The Gnostics were, quite simply, elitists who thought themselves intellectually and therefore morally superior to the ordinary run of humanity. According to the The Catholic Encyclopedia, gnosticism is:
The doctrine of salvation by knowledge. This definition, based on the etymology of the word (gnosis “knowledge”, gnostikos, “good at knowing”), is correct as far as it goes, but it gives only one, though perhaps the predominant, characteristic of Gnostic systems of thought. Whereas Judaism and Christianity, and almost all pagan systems, hold that the soul attains its proper end by obedience of mind and will to the Supreme Power, i.e. by faith and works, it is markedly peculiar to Gnosticism that it places the salvation of the soul merely in the possession of a quasi-intuitive knowledge of the mysteries of the universe and of magic formulae indicative of that knowledge. Gnostics were “people who knew,” and their knowledge at once constituted them a superior class of beings, whose present and future status was essentially different from that of those who, for whatever reason, did not know.
Orthodox Christianity, on the other hand, has always been a very public faith.

Jesus taught pretty much anybody who would listen, including both the uneducated masses, and some rather disreputable sorts of people.

If you had lived during New Testament times, and run into the Apostle Peter, he would have told you everything he knew about Jesus.

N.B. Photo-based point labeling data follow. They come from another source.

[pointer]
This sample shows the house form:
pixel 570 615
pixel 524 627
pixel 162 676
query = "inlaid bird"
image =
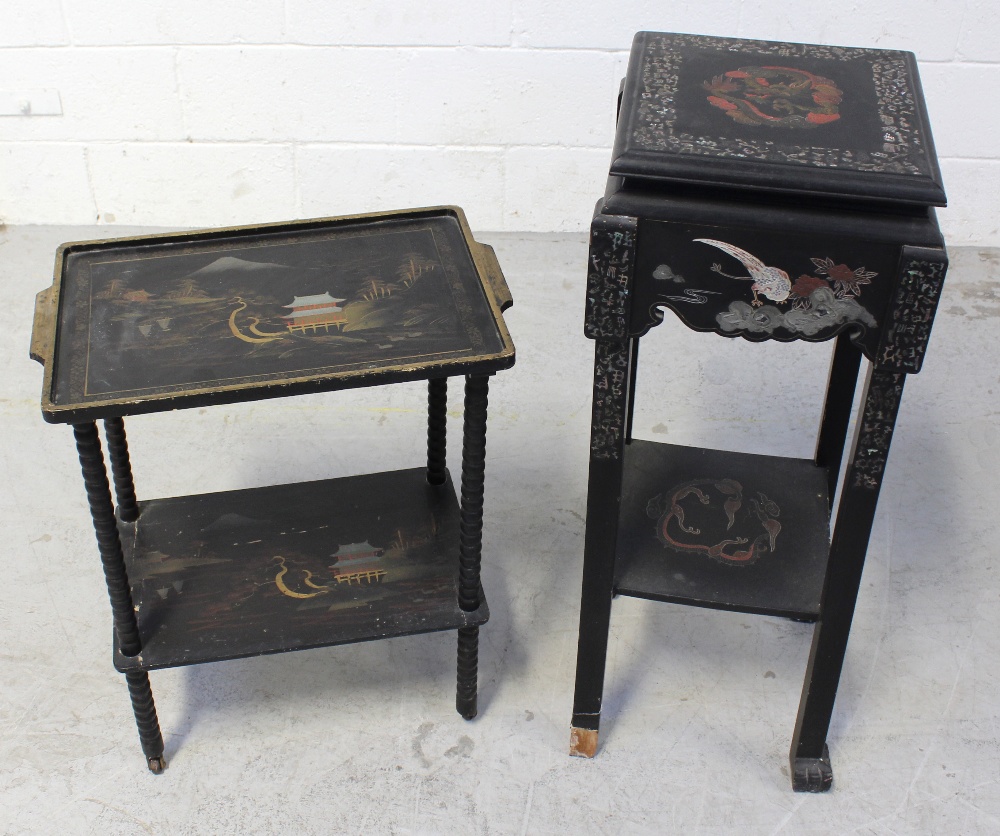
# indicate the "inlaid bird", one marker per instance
pixel 773 282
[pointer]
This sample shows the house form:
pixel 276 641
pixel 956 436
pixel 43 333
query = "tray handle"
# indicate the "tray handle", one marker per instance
pixel 43 326
pixel 495 284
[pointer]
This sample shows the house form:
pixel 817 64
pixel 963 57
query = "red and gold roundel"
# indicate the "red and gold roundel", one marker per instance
pixel 713 518
pixel 778 97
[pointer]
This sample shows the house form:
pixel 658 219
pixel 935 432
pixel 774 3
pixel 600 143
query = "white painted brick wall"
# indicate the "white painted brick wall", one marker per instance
pixel 193 113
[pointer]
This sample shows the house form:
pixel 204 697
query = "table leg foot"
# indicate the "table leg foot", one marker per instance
pixel 812 774
pixel 582 742
pixel 466 700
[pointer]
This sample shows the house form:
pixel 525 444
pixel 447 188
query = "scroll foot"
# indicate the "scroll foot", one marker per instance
pixel 582 742
pixel 812 774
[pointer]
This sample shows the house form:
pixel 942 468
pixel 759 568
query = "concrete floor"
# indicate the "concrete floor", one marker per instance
pixel 699 705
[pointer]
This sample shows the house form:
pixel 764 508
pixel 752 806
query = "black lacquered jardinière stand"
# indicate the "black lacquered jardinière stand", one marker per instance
pixel 768 191
pixel 142 325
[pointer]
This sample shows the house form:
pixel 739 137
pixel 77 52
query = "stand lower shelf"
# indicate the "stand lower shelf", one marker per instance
pixel 729 531
pixel 290 567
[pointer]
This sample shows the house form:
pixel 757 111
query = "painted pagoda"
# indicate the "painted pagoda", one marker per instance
pixel 310 313
pixel 357 563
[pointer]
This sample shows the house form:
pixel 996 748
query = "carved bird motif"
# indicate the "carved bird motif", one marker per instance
pixel 773 282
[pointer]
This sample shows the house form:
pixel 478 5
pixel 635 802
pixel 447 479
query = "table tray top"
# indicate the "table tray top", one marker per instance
pixel 218 316
pixel 841 122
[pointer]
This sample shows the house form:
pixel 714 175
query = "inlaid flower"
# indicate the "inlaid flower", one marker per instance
pixel 846 282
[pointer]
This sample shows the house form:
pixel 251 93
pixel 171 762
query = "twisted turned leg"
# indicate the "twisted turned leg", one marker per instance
pixel 95 478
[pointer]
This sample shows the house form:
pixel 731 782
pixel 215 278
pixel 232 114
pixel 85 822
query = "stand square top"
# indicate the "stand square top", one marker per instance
pixel 136 325
pixel 841 122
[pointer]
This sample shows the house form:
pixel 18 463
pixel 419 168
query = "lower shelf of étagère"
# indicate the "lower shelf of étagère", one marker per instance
pixel 730 531
pixel 290 567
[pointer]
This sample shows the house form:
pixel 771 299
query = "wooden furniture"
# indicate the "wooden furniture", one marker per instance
pixel 140 325
pixel 768 191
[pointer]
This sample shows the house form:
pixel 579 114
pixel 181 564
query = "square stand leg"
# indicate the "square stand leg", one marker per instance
pixel 614 375
pixel 810 757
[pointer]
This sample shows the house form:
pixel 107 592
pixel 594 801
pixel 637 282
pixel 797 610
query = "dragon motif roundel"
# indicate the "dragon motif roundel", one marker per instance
pixel 776 97
pixel 715 519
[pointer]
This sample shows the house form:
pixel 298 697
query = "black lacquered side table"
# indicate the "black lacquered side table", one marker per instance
pixel 768 191
pixel 141 325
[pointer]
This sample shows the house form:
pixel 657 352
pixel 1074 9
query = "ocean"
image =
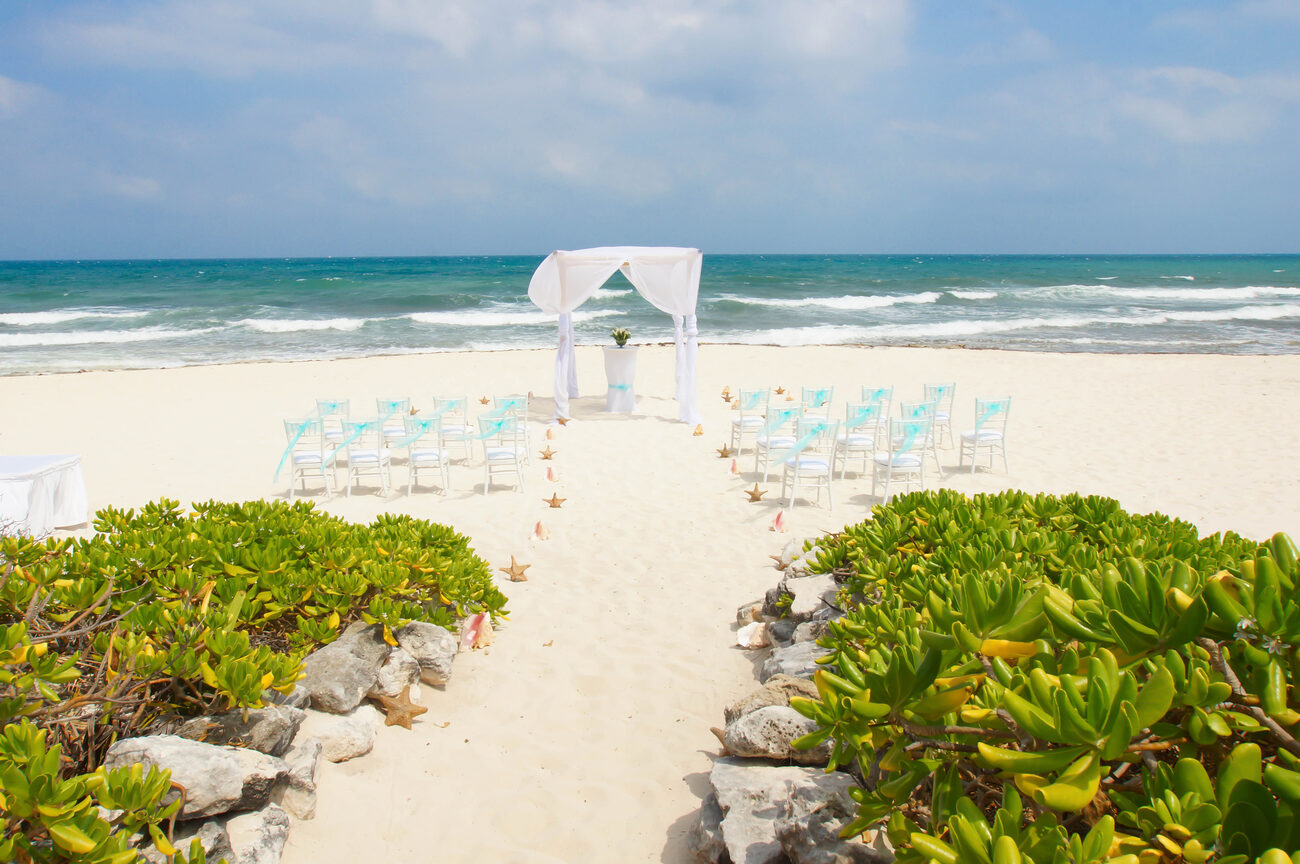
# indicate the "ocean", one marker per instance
pixel 60 316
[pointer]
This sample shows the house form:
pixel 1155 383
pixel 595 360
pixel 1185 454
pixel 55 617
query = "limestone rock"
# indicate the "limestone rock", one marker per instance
pixel 767 733
pixel 798 660
pixel 749 613
pixel 399 671
pixel 705 839
pixel 298 795
pixel 216 780
pixel 339 674
pixel 269 729
pixel 259 837
pixel 809 832
pixel 433 647
pixel 776 691
pixel 342 736
pixel 750 794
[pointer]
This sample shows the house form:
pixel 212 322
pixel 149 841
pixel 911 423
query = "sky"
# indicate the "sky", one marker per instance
pixel 316 127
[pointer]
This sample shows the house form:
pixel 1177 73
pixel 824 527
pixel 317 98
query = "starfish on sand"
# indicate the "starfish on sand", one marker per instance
pixel 515 571
pixel 399 710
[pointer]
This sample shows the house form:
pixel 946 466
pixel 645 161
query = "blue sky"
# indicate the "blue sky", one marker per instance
pixel 311 127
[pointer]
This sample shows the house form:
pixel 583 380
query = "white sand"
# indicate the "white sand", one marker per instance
pixel 583 733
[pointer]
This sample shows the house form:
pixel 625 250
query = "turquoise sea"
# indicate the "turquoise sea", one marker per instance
pixel 57 316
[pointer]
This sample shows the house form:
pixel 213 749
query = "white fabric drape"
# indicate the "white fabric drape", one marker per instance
pixel 668 277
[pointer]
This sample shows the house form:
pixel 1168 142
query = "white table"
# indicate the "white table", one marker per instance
pixel 39 494
pixel 620 370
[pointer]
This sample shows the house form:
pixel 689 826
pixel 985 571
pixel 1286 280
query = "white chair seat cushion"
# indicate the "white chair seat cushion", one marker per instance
pixel 901 460
pixel 984 434
pixel 501 454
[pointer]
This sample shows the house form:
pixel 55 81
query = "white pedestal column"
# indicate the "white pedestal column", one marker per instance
pixel 620 370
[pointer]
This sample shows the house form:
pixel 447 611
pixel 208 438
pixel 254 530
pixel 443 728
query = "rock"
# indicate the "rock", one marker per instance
pixel 767 733
pixel 809 632
pixel 798 660
pixel 781 632
pixel 433 647
pixel 809 594
pixel 776 691
pixel 298 795
pixel 269 729
pixel 342 736
pixel 809 833
pixel 705 839
pixel 212 837
pixel 258 838
pixel 750 795
pixel 339 674
pixel 749 613
pixel 399 671
pixel 753 635
pixel 216 780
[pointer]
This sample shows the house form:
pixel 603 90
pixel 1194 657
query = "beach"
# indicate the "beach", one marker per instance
pixel 583 733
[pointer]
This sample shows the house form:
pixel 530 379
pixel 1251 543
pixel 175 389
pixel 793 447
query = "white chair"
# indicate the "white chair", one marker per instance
pixel 905 461
pixel 367 454
pixel 519 404
pixel 776 435
pixel 862 424
pixel 817 402
pixel 333 413
pixel 425 452
pixel 456 429
pixel 391 412
pixel 306 454
pixel 752 404
pixel 813 460
pixel 923 411
pixel 505 447
pixel 989 433
pixel 943 398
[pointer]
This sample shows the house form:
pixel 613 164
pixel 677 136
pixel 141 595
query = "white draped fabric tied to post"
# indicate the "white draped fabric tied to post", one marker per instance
pixel 668 277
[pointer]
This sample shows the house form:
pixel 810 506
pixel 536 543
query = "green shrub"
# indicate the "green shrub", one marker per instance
pixel 1027 677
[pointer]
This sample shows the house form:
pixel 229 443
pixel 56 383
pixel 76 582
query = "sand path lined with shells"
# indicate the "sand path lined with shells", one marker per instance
pixel 581 734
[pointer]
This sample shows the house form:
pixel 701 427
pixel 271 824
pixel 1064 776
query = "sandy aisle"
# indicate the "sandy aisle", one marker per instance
pixel 583 733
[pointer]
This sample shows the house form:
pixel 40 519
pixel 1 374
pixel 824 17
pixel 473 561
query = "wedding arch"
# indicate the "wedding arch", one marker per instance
pixel 668 277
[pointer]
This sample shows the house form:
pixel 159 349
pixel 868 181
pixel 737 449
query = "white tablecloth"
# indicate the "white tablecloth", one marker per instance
pixel 39 494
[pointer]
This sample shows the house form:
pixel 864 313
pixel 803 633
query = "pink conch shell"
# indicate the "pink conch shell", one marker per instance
pixel 472 629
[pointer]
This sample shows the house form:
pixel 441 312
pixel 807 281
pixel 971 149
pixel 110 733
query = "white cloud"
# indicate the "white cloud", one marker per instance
pixel 16 96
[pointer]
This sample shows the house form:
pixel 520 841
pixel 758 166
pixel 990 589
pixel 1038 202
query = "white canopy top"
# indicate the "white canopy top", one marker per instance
pixel 666 276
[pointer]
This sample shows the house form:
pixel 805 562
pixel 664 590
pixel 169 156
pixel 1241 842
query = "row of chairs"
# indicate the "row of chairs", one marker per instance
pixel 317 444
pixel 801 434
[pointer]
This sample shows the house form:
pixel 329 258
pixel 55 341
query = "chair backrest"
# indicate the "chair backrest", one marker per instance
pixel 863 417
pixel 991 413
pixel 393 407
pixel 941 395
pixel 417 429
pixel 909 435
pixel 817 400
pixel 917 409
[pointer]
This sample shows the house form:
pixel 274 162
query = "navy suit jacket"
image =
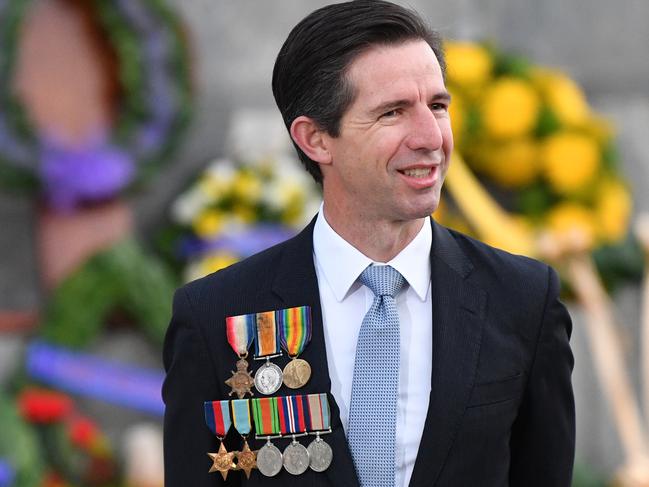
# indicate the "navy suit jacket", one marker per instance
pixel 501 409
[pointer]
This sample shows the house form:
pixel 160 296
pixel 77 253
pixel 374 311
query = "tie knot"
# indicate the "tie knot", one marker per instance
pixel 383 280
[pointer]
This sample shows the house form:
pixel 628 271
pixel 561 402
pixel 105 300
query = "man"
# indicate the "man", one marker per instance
pixel 457 376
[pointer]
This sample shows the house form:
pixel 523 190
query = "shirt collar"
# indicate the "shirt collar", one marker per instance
pixel 342 263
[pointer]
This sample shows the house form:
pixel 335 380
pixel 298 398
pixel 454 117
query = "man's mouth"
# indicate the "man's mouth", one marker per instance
pixel 417 173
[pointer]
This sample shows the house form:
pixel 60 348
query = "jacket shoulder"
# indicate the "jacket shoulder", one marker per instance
pixel 503 268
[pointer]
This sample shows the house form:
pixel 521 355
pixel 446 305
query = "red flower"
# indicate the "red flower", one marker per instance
pixel 43 406
pixel 52 479
pixel 83 432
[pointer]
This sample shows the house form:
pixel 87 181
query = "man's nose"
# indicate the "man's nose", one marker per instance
pixel 425 132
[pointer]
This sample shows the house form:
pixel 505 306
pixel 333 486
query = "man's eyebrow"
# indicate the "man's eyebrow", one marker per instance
pixel 392 104
pixel 442 95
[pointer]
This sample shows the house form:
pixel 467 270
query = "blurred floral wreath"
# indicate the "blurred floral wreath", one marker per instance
pixel 46 441
pixel 155 106
pixel 530 136
pixel 235 209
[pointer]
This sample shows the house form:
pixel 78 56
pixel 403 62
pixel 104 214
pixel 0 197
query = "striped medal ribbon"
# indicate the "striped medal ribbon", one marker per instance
pixel 268 378
pixel 246 458
pixel 217 418
pixel 294 421
pixel 240 333
pixel 320 453
pixel 295 330
pixel 265 414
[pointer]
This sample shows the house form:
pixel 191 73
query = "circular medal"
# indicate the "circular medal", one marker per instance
pixel 297 373
pixel 320 454
pixel 296 458
pixel 268 378
pixel 269 460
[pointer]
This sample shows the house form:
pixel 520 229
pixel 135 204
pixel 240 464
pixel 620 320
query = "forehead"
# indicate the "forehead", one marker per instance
pixel 383 71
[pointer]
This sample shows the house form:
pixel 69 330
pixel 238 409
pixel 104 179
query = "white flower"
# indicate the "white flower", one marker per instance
pixel 189 204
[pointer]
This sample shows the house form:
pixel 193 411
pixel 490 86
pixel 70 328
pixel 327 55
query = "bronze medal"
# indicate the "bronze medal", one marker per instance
pixel 297 373
pixel 223 461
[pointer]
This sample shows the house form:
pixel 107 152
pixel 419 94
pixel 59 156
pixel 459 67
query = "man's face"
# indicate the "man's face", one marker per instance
pixel 391 156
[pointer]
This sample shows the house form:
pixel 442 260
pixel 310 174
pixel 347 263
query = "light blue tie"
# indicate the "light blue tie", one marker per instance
pixel 375 387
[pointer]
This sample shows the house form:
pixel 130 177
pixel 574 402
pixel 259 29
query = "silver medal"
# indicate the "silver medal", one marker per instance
pixel 268 378
pixel 269 460
pixel 296 458
pixel 320 455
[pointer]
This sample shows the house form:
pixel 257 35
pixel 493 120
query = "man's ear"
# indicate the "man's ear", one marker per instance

And probably repeated a good part of it. He would have talked your ear off. A Jehovah’s Witness is nothing compared to the early apostles.

Had you run into a Gnostic, and he would condescend to talk to you at all, he might have made some oblique comments, trying to test you to see whether you were intellectually “up” to receiving the occult “knowledge.”

And which group does Dan Brown side with? The elitists. The nose-in-the-air “we know better than you do” snobs.

But then, sociologically, those are the people to whom he is trying to appeal.